The Fund has committed an initial $US 100 million to reinforce the SDG financing architecture in developing countries and catalyze strategic investments that leverage public and private financing in order to advance the SDGs. These efforts are guided by the Secretary-General’s Strategy and Roadmap for Financing the 2030 Agenda and is framed around two intertwined action agendas. The first aims to create the right conditions and enabling environment for increased and better-quality financing for the SDGs. The second is about investing in key initiatives that leverage public and private financing to advance the SDGs.
We seek to set out the business case for SDG investments and then multiply the successes across geographies, thereby growing a “web” of UN initiatives aimed at reorienting public and private capital towards the SDGs. In the context of constrained public resources, our catalytic pipeline of investments needs to demonstrate that different forms of capital can be accessed for the purpose of the SDGs and being progressively aligned with them is fundamental.
The UN Joint SDG Fund provides catalytic grants to unblock SDG investment opportunities to accelerate countries toward the SDGs. Essentially serving as a buffer against unpredictable risks considered common in frontier or emerging markets, grants are provided to countries to demonstrate investment concepts while support is provided by a consortia of UN agencies, development banks and public and private investors. In addition to financial support, the UN supports the development of the enabling environment for more effective SDG investment at country level while empowering national political and business leadership to drive the agenda. Through UN country teams and partners in country, our grants support financial and political de-risking. We also provide parallel funding to support creation of the wider policy and legislative ecosystem for investments and provide technical assistance.
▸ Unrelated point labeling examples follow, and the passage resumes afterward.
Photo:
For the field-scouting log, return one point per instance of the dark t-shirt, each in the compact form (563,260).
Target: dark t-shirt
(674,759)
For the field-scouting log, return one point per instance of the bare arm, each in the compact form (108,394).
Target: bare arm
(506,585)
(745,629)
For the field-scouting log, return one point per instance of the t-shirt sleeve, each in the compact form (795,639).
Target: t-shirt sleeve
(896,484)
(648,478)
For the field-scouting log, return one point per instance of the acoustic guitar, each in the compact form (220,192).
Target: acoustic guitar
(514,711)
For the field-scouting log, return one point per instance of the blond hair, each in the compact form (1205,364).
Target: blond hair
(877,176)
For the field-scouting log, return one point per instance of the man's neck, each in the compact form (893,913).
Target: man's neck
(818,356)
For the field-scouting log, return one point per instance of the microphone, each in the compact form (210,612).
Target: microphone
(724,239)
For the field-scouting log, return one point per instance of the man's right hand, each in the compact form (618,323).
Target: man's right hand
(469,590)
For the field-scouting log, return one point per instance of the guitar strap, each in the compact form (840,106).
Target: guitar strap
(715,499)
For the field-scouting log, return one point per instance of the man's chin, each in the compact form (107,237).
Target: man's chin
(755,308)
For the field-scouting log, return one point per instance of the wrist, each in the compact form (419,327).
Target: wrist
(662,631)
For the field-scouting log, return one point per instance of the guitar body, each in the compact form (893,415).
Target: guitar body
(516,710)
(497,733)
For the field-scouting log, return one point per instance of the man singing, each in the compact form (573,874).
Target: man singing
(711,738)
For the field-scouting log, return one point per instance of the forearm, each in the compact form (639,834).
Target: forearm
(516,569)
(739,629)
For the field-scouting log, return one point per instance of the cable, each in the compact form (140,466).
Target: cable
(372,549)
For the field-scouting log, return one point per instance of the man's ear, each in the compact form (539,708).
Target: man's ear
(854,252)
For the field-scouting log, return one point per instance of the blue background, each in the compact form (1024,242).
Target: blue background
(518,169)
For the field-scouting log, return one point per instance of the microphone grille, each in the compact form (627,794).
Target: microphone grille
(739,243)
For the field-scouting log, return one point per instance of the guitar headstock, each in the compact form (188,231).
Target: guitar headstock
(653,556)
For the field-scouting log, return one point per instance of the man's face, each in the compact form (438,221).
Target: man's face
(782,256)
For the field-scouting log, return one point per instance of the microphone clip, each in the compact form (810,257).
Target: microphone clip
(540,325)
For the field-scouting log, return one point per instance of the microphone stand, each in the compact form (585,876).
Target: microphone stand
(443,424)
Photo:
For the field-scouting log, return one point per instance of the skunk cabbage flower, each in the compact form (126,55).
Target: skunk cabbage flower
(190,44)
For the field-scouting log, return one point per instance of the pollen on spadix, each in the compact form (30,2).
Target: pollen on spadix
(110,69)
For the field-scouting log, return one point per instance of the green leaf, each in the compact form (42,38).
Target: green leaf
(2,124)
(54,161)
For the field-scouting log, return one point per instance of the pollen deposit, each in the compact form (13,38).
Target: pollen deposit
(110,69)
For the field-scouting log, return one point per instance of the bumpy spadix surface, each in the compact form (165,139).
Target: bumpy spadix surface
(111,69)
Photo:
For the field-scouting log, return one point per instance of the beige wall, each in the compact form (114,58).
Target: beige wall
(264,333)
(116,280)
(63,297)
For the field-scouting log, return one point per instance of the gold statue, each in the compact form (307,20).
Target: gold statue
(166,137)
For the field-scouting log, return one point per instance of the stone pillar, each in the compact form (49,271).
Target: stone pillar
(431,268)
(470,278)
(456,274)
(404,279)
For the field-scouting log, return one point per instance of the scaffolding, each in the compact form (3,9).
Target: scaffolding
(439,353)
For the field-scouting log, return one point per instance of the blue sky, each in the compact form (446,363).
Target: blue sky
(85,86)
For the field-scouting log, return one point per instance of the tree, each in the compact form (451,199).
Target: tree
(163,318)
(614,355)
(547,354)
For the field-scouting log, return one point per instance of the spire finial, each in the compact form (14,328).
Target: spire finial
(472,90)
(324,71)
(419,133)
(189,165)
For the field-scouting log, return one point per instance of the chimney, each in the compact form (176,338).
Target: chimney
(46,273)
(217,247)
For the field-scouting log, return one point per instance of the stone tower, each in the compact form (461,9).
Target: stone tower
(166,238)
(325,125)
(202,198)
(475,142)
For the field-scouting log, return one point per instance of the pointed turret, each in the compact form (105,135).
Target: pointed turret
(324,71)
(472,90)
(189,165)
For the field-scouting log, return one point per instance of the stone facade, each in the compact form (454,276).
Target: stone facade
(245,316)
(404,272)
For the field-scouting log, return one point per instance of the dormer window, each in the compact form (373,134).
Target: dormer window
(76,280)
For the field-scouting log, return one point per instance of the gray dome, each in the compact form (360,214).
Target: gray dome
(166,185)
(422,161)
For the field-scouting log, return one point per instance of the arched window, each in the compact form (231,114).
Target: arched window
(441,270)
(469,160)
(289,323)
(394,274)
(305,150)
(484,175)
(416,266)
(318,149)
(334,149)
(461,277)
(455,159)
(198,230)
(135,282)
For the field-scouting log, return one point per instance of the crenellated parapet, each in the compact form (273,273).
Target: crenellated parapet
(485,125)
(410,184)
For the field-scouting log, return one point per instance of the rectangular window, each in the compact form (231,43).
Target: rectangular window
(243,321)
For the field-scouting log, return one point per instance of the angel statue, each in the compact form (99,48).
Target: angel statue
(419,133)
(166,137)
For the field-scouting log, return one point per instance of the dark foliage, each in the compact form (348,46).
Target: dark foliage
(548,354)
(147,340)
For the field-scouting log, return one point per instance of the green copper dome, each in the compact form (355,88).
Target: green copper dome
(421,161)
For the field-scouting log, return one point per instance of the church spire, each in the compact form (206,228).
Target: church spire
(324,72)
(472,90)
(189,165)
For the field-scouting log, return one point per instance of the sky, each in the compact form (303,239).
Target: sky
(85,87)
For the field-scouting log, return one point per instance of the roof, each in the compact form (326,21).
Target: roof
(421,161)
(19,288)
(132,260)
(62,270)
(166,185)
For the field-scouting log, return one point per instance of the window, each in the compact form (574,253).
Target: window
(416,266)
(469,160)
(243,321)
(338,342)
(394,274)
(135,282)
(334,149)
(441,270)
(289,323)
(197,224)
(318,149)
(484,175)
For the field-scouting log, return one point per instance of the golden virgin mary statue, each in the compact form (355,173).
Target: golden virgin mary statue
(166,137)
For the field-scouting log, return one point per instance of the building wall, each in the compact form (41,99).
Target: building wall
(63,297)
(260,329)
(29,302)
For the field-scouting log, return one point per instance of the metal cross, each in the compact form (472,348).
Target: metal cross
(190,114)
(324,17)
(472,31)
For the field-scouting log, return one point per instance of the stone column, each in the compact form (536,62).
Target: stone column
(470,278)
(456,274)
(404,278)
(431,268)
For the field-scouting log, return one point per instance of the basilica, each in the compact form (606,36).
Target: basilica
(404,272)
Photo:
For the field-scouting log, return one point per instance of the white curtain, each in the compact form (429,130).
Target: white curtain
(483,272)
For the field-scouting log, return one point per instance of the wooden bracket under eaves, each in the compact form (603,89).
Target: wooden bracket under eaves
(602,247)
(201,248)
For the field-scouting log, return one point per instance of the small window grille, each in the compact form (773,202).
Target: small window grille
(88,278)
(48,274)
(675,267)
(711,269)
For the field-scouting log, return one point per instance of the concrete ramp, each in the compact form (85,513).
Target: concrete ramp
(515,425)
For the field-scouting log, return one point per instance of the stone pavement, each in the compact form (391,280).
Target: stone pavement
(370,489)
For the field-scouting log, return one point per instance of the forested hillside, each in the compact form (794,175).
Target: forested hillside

Joint SDG Fund partners will then manage and capitalise impact funds, issue thematic bonds, co-manage enterprise innovations and challenge funds. They will run accelerators for impact enterprises. We will blend these investments with smart public subsidies, serving as a buffer to de-risk the investments, and to introduce novel SDG-aligned financial products.
The Joint SDG Fund’s catalytic grant capital will help unlock these opportunities, and therefore, targeted investments will lead to replication and scaling up, even in the most difficult contexts, such as the Least Developed Countries, Small Island Developing States, or fragile states. For example, in Malawi, the Fund will host a financing vehicle to provide long term equity to small and medium enterprises that need capital to grow their business and expand employment. In Rwanda, a social impact bond will finance the creation of 1,000 new solarized health posts and in Fiji, an innovative debt-for-relief swap will leverage philanthropic and public resources to mobilise private loan guarantees. Ecotourism, waste management and sustainable fishing revenues from local communities will repay the debt while protecting our ocean.
Imagine a Fund that balances private sector demands for a return with an equal demand for poverty reduction and women’s empowerment. Imagine multiplying revenue across blue and green investments, across sustainable agriculture and fintech for women’s health. Imagine you work for a company social investment strategic plan aligning with the United Nations and investing in the Joint SDG Fund’s portfolio. I can. We are determined to make the impossible - possible. Join us.